Bitcoin is once again testing a major price level after a recent rally, but analysts warn the move may not last.
The world’s largest cryptocurrency climbed close to $69,000, approaching a resistance level that has stopped previous price surges. Traders say this area has rejected Bitcoin several times in recent weeks.
When a price rises quickly but fails to break resistance, it can create what traders call a bull trap. This happens when buyers enter the market expecting further gains, only for the price to reverse and fall.
Technical charts show Bitcoin is moving inside a descending channel, a pattern where prices gradually trend lower. The upper boundary of this channel currently sits near $69,150, which is where the latest rally is facing pressure.
If sellers defend this level again, analysts believe Bitcoin could rotate downward toward $56,000 to $58,000, where stronger support exists.
Another factor comes from liquidity in the market.

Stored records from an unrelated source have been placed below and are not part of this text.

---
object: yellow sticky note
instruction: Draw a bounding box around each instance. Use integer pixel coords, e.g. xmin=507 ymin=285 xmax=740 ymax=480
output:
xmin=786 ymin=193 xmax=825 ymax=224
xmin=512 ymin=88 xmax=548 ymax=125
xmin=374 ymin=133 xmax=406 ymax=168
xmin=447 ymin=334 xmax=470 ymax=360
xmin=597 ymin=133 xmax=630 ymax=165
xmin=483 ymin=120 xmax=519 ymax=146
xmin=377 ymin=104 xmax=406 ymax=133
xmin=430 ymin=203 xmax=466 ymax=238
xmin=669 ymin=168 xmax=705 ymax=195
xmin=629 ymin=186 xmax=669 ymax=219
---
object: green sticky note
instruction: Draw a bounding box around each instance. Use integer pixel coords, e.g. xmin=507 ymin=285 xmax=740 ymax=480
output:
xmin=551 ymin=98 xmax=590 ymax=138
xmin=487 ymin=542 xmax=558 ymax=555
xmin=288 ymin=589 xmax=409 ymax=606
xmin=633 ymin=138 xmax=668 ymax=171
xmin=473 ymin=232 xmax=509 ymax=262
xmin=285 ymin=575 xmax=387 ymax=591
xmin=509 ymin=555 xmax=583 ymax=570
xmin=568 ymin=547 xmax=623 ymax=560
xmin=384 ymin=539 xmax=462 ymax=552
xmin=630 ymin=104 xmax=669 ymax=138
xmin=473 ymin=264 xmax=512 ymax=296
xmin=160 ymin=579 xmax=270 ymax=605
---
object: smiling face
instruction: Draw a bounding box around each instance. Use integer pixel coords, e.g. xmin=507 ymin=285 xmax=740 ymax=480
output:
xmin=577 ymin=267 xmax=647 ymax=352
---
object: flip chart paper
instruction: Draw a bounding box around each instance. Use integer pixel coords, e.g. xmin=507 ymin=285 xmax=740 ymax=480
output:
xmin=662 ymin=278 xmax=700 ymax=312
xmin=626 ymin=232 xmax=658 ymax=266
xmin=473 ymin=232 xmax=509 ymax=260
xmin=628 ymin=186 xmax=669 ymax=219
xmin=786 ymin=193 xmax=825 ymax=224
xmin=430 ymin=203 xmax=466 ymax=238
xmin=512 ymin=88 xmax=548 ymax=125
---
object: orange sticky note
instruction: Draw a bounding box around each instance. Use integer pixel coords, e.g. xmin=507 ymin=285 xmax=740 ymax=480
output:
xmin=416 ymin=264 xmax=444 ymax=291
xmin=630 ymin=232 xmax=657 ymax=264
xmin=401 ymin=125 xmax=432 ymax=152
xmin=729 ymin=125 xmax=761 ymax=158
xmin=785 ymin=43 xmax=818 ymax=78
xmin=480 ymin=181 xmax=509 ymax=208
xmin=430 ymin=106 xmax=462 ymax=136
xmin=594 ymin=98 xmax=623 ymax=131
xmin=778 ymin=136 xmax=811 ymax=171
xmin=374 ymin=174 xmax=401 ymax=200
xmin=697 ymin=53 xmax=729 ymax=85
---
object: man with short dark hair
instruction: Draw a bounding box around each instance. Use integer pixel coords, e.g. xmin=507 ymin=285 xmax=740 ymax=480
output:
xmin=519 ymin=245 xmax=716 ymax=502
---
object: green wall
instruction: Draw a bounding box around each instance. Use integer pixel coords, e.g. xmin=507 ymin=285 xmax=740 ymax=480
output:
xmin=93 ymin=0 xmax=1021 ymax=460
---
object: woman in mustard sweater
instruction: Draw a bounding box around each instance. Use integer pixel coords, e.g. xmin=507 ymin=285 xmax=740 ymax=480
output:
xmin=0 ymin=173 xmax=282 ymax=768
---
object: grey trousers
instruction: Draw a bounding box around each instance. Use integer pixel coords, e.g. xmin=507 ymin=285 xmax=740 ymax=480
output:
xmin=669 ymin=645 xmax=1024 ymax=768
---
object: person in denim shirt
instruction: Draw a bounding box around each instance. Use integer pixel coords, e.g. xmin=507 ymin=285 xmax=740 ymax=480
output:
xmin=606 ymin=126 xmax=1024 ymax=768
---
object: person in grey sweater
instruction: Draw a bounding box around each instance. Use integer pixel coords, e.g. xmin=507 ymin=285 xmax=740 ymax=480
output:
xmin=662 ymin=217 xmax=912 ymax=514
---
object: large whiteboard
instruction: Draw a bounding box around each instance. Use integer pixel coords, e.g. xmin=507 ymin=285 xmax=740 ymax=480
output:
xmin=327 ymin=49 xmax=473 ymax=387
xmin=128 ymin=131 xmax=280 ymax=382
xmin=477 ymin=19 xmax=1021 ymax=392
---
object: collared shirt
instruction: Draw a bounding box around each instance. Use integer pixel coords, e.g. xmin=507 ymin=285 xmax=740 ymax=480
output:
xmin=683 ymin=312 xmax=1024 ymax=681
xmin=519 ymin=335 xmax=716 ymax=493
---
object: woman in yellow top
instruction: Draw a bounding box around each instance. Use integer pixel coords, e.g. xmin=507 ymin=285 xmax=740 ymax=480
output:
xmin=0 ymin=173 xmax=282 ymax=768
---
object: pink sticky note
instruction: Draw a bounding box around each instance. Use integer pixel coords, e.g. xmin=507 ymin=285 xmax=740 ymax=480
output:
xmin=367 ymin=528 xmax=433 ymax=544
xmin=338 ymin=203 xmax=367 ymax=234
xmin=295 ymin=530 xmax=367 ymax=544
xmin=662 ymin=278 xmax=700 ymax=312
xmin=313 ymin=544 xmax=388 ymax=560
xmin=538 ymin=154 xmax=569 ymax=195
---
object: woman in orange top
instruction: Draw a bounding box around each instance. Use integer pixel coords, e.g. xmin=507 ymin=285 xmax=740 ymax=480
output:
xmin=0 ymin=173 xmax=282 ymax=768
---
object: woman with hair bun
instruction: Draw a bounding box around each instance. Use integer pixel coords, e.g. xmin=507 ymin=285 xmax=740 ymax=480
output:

Many stop-loss orders sit below the current price, and markets often move toward these areas because they provide large trading volume.
Despite the short-term uncertainty, Bitcoin recently passed a major milestone with more than 20 million coins mined, highlighting its long-term scarcity.
For now, traders are watching the $69K resistance closely. A strong breakout above it could restart the rally, but a rejection may confirm fears that the latest surge was just another bull trap.